Re: [PATCH] genirq: Sanitize spurious interrupt detection of threadedirqs
From: Thomas Gleixner
Date: Fri Mar 08 2013 - 11:12:18 EST
On Fri, 8 Mar 2013, Till Straumann wrote:
> 1) I'm not sure adding the SPURIOUS_DEFERRED flag into
> threads_handled_last is OK - what happens if the atomic_t counter
> can hold more than 31 bits? In this case, when thread handlers
> increment the counter there is interference with the flag. If
> this is not harmful then it is at least ugly.
atomic_t is going to stay 32 bit otherwise we'll have more horrible
problems than that one.
> I'm not as familiar with the code as you are but wouldn't it be
> simpler to always defer spurious detection thus avoiding to have to
> keep track of the state (deferral active/inactive)? I.e., if any
> primary handler returns IRQ_HANDLED then we simply increment the
> counter. note_interrupt() could then always compare the previous
> count to the current count and if they are equal conclude that the
> interrupt was not handled:
Yeah, we could do it that way.

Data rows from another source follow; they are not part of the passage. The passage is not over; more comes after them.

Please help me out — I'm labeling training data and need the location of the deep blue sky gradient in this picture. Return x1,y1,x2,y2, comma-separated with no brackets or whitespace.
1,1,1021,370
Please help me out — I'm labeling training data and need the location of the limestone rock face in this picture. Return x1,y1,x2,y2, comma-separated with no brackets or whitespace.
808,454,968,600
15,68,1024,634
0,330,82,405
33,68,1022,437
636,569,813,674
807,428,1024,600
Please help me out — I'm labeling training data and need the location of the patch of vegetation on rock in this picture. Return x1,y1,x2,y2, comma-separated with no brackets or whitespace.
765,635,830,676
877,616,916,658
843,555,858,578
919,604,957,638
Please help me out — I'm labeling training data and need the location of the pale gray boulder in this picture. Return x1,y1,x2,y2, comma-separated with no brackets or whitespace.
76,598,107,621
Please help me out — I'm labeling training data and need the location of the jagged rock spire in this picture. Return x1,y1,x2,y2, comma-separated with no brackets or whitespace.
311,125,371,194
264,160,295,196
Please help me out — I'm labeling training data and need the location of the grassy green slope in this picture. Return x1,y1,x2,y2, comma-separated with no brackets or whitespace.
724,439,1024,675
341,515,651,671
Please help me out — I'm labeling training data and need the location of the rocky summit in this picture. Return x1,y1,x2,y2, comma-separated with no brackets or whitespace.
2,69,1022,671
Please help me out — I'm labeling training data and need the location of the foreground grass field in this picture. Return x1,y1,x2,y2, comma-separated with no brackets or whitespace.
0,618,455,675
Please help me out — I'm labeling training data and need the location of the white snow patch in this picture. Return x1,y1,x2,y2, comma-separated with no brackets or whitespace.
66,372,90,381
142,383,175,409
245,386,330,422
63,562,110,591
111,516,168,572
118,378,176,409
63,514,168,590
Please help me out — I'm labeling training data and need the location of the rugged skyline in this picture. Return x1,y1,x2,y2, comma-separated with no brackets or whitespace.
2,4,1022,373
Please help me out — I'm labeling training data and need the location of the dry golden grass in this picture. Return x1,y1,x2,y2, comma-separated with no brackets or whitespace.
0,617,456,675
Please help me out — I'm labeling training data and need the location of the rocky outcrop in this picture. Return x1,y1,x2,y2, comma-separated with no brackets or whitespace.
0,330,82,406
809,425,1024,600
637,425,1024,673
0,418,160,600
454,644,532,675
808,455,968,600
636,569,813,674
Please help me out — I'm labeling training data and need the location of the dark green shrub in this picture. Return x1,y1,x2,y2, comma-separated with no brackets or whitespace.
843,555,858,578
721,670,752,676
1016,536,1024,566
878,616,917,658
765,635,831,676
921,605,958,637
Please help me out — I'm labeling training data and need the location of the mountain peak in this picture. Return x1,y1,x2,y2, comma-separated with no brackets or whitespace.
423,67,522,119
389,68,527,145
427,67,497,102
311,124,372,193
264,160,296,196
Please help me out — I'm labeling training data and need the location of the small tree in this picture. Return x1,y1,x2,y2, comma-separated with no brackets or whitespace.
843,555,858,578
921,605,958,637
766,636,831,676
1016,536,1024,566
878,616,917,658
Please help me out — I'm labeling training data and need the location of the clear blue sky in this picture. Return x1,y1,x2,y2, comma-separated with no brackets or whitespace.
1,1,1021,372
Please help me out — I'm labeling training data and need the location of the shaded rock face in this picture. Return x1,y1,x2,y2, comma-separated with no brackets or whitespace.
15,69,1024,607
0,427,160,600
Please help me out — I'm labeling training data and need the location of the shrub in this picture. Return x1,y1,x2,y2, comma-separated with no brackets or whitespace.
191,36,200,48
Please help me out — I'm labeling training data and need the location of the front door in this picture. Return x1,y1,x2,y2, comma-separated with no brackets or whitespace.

Would probably be simpler.
> handle_irq_event_percpu()
> {
> ...
> if (!noirqdebug)
> note_interrupt(irq, desc, retval);
>
> if ( (retval & IRQ_HANDLED) )
> atomic_inc(&desc->threads_handled);
> }
>
> and in 'note_interrupt()'
>
> handled = atomic_read(&desc->threads_handled);
> if ( desc->threads_handled_last == handled ) {
> action_ret = IRQ_NONE;
> } else {
> action_ret = IRQ_HANDLED;
> desc->threads_handled_last = handled;
> }
>
> Either way - I'm not sure what deferral does to the part of the algorithm
> in note_interrupt() which deals with misrouted interrupts since the
> 'action_ret' that goes into try_misrouted_irq() is delayed by one interrupt
> cycle.
That should not matter much methinks, but I'll try what explodes on
one of my affected machines.
>
> 2) note_interrupt is also called from irq/chip.c:handle_nested_irq() and I
> believe
> this routine would also need to increment the 'threads_handled' counter
> rather
> than calling note_interrupt.
That's a different issue. The nested_irq handler is for interrupts
which are demultiplexed by a primary threaded handler. That interrupt
is never handled in hard interrupt context. It's always called from
the context of the demultiplxing thread.